Chanson du jour : ‘The Last Atrocity’ montre que Nacho Vegas sait faire des chansons drôles avec un message –

Chanson du jour : ‘The Last Atrocity’ montre que Nacho Vegas sait faire des chansons drôles avec un message –

19 novembre 2021 0 Par Le Caiman

Salut, je m’appelle Marc, aujourd’hui, nous allons une nouvelle fois commenter un super thème musical.

Les gens ont parlé et malgré le fait que les avancées de ‘Violética’ étaient ‘Ser arbol’ et ‘Ideología’, la chanson qui devient la plus virale, et pour cause, extraite du dernier album de Nacho Vegas, est ‘ La dernière atrocité’ . Il s’agit d’un duo avec Cristina Martínez d’El Columpio Asesino, dans lequel il y a de la place à la fois pour la distorsion et le reproche, ainsi que pour la rupture et le sens de l’humour.

L’utilisation simple du mot « atrocité » est assez amusante, si l’on se souvient que Christina Rosenvinge a commencé une chanson de son album « Votre lèvre supérieure », en chantant précisément : « Je suis sur votre portail en train de planifier une atrocité ». Disque dans lequel Vegas a fait des chœurs après l’EP commun ‘Un verano fatal’. C’est une autre chanson « fatale » avec une autre Cristina dans laquelle elle ne se coupe pas les cheveux, envoyant se promener son interlocuteur masculin, qui lui propose de « repartir de zéro ». Et elle répond en plaisantant : « Je suis d’accord, chérie, repartons de zéro / On ne se connaît pas, on ne se connaîtra pas non plus. » Puis il ajoute: «Ce qui a été épuisé, chérie, et tu ne l’as pas découvert / C’est mon amour pour toi, nous sommes finis». Bien que la meilleure chose soit « Que si nous avons, mon cher, plus de cinq automnes / Et tu n’as toujours même pas appris à bien manger ma chatte. » Le message contre le patriarcat n’a-t-il pas été clair ? Eh bien, en voici une autre : « Je peux penser à quelque chose si tu me facilites la tâche / Pourquoi, ma chérie, tu ne te coupes pas les couilles ? ».

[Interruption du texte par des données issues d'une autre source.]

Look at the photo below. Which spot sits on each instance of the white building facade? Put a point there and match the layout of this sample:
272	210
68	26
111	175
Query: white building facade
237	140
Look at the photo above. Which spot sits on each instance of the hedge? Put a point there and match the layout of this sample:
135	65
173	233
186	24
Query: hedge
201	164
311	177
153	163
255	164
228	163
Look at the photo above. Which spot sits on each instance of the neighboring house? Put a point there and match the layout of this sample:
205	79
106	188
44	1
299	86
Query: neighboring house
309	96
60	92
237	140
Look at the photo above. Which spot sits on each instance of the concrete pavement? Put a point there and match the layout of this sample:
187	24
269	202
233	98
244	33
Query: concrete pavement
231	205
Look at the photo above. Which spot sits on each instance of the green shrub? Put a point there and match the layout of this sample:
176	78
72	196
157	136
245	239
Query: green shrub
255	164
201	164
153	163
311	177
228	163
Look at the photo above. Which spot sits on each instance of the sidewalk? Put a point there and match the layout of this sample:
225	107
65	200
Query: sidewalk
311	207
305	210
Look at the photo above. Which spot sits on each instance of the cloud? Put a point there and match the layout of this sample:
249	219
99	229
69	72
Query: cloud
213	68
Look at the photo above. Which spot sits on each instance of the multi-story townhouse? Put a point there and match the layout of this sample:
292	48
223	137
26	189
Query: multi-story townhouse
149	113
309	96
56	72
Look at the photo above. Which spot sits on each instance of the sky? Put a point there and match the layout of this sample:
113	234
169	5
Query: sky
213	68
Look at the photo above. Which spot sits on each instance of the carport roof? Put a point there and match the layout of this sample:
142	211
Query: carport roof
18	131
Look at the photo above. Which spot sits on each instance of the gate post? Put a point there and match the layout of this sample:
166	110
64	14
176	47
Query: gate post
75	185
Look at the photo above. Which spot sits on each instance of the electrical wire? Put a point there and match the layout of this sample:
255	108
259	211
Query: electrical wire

C’est ainsi que s’exprimait Nacho Vegas lorsque nous l’avons interrogé sur le passage du Pimpinelesque au politique : « J’ai trouvé qu’une des maximes de la gauche qui m’attire le plus est « le personnel est politique ». C’est ce qui me différencie le plus des gens qui sont de droite, avec qui je parle ou peuvent avoir de bonnes relations, qui croient qu’il faut faire la différence entre le politique et le personnel. J’ai réalisé que faire une chanson politique n’a pas besoin de parler de slogans ou de slogans. Vous pouvez parler d’une histoire d’amour et, s’il s’agit d’un véritable amour, situé dans un monde réel, avec de vrais personnages qui vivent cet amour avec les difficultés que certaines circonstances sociales entraînent, c’est déjà une chanson qui a une dimension sociale. Et je pense que je l’ai déjà fait, dans des chansons d’autres albums à moi ».

Il ajoute à propos du cas spécifique de ‘The Last Atrocity’: «Il est vrai que la partie des paroles que j’ai passée à Cris (Ndr: Cristina Martínez, d’El Columpio Asesino) n’était pas pour lui à chanter simplement comme une autre collaboration, mais pour la saisir, l’interpréter et créer le personnage. En fait, elle m’a dit qu’elle croyait qu’il y avait deux personnages : l’un serait de le chanter du point de vue de la femme méchante et, l’autre, de la femme qui punit, pour ainsi dire. Peut-être qu’elle n’a pas utilisé ces mots et c’est un peu réducteur, mais bon, elle a utilisé ce deuxième personnage qui, je pense, lui va à merveille [a la canción]. C’est une chanson que j’ai écrite, mais l’interprétation de Cristina devient aussi importante que l’écriture elle-même, c’est ce qui lui donne ce caractère ».

‘The last atrocity’ finit par être l’une des chansons les plus Gainsbourg de Nacho Vegas, à laquelle il a toujours ressemblé un peu dans le timbre. Cela lui rappelle l’effet garçon-fille et surtout ce décor rock décadent, impliquant un crooner que l’on suppose terminé. Bien que le mastering de l’album de l’artiste ne semble pas, du moins dans la version numérique, des plus nets, la composition est pleine de vigueur, cherchant le « crescendo » dans les finales guitares et refrains après avoir opté pour un rythme addictif de batterie et de guitares. . Une des grandes chansons de sa carrière, qui d’ailleurs ne fait pas de mal à écouter en boucle.

Ça y est, j’espère que vous avez appris de nouvelles choses cher amoureux de la musique.